Time to Update the Book on California Chardonnay?

Jan 22, 2007 | Blog

I love it when someone proves your humble correspondent wrong. I mean it. Indeed, I loved every last sip of it as I dug into three new California Chardonnays that virtually destroyed the conventional wisdom.

Or perhaps I should just say that my perception — that California Chardonnays in general are fat, flabby and boring — requires a bit of tweaking. So to the list that includes Sonoma Cutrer, Kistler, Gary Farrell, Bouchaine and Franciscan add Nickel & Nickel, the single-vineyard specialist that sprang from Far Niente.

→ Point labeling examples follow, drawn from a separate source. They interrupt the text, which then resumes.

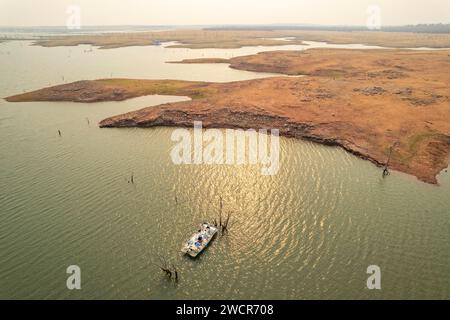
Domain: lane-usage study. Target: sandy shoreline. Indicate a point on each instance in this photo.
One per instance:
(364, 101)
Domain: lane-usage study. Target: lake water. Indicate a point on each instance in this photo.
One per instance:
(310, 231)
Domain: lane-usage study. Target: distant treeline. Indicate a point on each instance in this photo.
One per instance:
(419, 28)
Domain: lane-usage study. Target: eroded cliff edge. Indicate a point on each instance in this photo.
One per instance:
(365, 101)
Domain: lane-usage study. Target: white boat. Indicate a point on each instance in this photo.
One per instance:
(199, 240)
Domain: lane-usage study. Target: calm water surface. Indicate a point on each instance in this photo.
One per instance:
(310, 231)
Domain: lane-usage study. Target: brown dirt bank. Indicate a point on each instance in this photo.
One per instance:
(363, 100)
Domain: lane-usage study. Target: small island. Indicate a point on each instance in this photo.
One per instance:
(365, 101)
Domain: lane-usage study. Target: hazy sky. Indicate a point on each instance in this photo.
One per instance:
(156, 12)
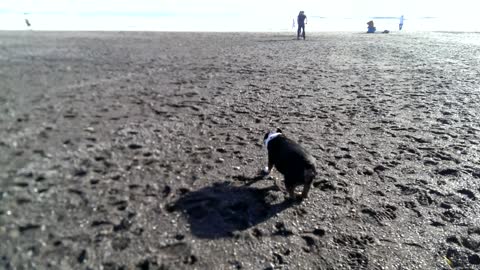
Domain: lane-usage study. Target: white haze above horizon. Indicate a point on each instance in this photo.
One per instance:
(236, 15)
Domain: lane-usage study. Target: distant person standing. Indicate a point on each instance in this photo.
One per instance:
(301, 21)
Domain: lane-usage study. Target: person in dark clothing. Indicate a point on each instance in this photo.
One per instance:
(301, 21)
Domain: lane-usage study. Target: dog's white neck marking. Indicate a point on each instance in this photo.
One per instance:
(271, 137)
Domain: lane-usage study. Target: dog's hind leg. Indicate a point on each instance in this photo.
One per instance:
(309, 176)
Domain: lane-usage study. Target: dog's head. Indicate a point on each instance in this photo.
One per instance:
(270, 135)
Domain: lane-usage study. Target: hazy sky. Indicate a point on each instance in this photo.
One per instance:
(215, 14)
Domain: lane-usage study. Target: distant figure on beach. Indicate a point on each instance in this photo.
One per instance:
(371, 28)
(301, 21)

These are all California producers that make Chardonnay with superb structure, balance and personality. The three Nickel & Nickel beauties I tasted last week — Medina Vineyard, Searby Vineyard and Truchard Vineyard — are impressive examples of non-interventionist winemaking and slavish devotion to the concept of terroir, allowing each vineyard to express its uniqueness through its wine. These wines also bode well for the 2005 vintage.

Searby and Medina are both located in the Russian River Valley and impart a similar minerality and steely structure, though the Searby Chardonnay was clearly the more intense and powerful of the two. The Medina was deliciously delicate and provided a floral note that was not evident in the Searby.

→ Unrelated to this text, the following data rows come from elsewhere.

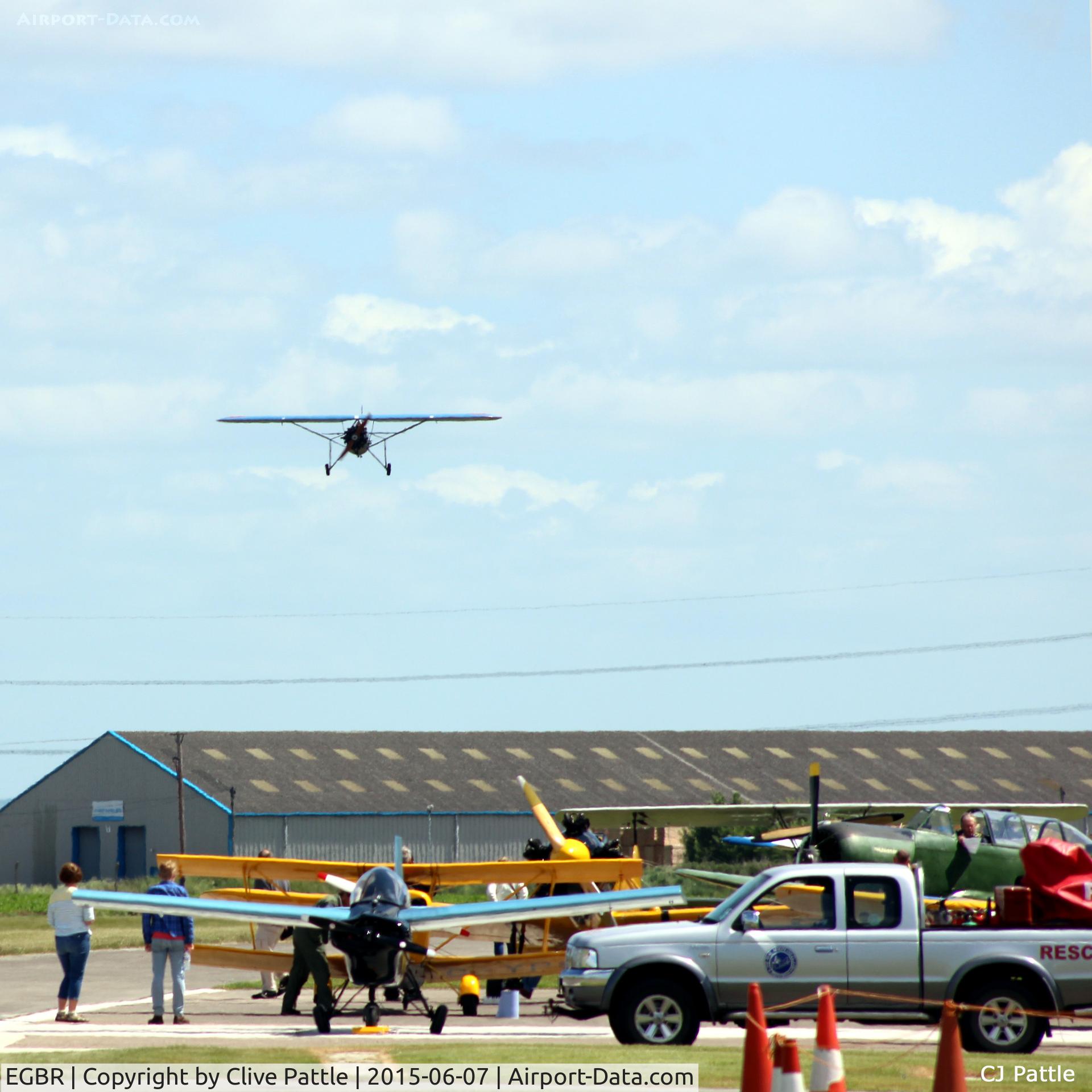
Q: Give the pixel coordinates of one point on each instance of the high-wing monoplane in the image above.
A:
(359, 434)
(375, 930)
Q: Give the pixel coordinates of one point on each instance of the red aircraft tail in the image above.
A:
(1060, 875)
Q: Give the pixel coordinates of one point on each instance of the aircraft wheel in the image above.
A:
(1002, 1025)
(656, 1012)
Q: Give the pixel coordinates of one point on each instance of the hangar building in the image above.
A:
(452, 795)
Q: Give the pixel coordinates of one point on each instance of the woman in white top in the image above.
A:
(70, 925)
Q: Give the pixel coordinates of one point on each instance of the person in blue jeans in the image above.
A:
(168, 937)
(72, 933)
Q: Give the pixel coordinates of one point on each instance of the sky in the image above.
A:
(775, 301)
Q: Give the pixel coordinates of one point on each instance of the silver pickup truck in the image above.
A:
(796, 928)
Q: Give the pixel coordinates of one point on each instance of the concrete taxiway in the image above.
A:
(116, 1002)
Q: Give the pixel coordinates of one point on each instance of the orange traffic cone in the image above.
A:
(792, 1077)
(828, 1074)
(758, 1073)
(949, 1075)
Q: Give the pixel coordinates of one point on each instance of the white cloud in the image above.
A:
(1012, 410)
(491, 41)
(1057, 205)
(801, 231)
(565, 253)
(312, 382)
(428, 246)
(834, 460)
(954, 238)
(53, 141)
(747, 402)
(926, 482)
(650, 491)
(520, 352)
(376, 322)
(485, 485)
(392, 123)
(82, 413)
(309, 478)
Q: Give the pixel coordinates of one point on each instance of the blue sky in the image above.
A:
(769, 296)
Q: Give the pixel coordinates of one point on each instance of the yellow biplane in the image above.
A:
(540, 944)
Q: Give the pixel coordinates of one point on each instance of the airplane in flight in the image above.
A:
(375, 930)
(357, 433)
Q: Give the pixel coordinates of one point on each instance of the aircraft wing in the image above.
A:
(527, 910)
(721, 815)
(337, 419)
(724, 879)
(307, 916)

Truchard, located in the Carneros region of the Napa Valley, was a complete contrast, delivering a weightier wine with less minerality and an oily texture that screamed Napa Valley, but cut with firm acidity that lifted the fruit.

These are not inexpensive Chardonnays (all come in at $43 suggested retail) but they are certainly less than I would expect to pay for some of the finest California Chardonnay I’ve ever tasted!